Profile image for By Preston Barta
By Preston Barta

Raising children is arguably the central experience of life and the truest source of self-awareness. We all want what’s best for our children. We struggle to impart in them our best ideals, and hope they become good people in turn. However, sometimes we can become numb and ignorant of how our actions can affect the growth of our children.

Denzel Washington’s latest directed film, August Wilson’s Fences, covers a lot of ground, including family struggles and race relations in the 1950s. Washington plays Troy Maxson, a father and sanitation worker who once dreamed of being a big-time baseball player. On that premise, because Troy was born before the sport allowed black players, it causes him to instigate conflict as a result. Thus complicating the relationship between him and his son Cory (Jovan Adepo), which draws the rest of the story tight with its gravity.

Of course, every relationship is different, but you’ll often find small threads of commonality. What’s recognizable in the relationship between Troy and his teenage son are the traits we inherit from our parents.

Adepo (The Leftovers), who stopped in Dallas recently on a promotional tour for the film, would like to think Cory inherited all of Troy’s good qualities by the end of the narrative.

“His strong will, his personality and larger-than-life essence are some of the things I would like to think he inherited,” Adepo said. “However, because Cory lost out on his opportunity [of playing college football] like Troy lost out [with baseball], I also think it’s very possible that he could develop some of that resentment.”

In the film, Troy describes his own father as the kind of man that would “eat two chickens and leave you the wing,” later characterizing his old man as the devil himself. It’s one of Fences’ more intense conversations, with the camera slowly pulling in on Washington’s face in his description. As the film pushes on, this dark rumination reflects back on Troy, adding more depth as you realize how much Troy’s treatment of Cory resembles the way he himself was raised.

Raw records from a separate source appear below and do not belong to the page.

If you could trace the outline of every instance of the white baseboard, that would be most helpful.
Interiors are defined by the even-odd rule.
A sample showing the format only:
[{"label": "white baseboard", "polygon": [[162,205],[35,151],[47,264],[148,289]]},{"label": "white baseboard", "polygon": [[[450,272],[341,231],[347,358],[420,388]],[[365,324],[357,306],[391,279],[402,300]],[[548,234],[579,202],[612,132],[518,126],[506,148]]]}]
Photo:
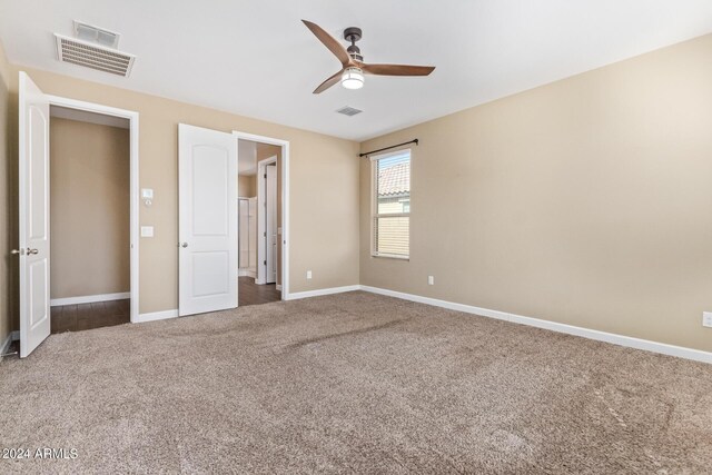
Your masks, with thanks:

Despite Troy’s crudity and distrust with the seeds of the Civil Rights era being planted, Adepo points out how Troy is who brings all the characters together.

“There’s a new hope for each of the characters by the time the credits roll. The title itself, Fences, and what it means is as Stephen Henderson’s character [who portrays Troy’s good friend and co-worker] explains: it keeps the good in and the bad out,” Adepo said. “You have to handle both sides of the fence as they come.”

In one of the film’s final and most pivotal scenes, Cory is reminded of a statement Troy would tell him: “You got to take the crookeds with the straights.” It’s the moment when Cory realizes that, like his father, he could not fulfill his own dreams. The phrase highlights the notion that we have to accept life’s misfortunes like the good fortunes.

“It’s something to be said about handling difficulties in your life. People always run away from them, but the only way you can get past it is to face it,” Adepo said. “You’re never going to get anywhere trying to avoid what you cannot control, and I believe that was Cory’s problem.”

While the late playwright and screenwriter Wilson centers Fences on a black family in the 1950s, his specificity of the characters and central theme are universal. Ultimately, it’s a story about family and the hardships we encounter. Everyone has a family and a particular member whom they may not always agree with, like Cory and Troy.

In spite of how family trials can cause you to feel defeated, as Adepo declares, “from defeat comes another opportunity to succeed.”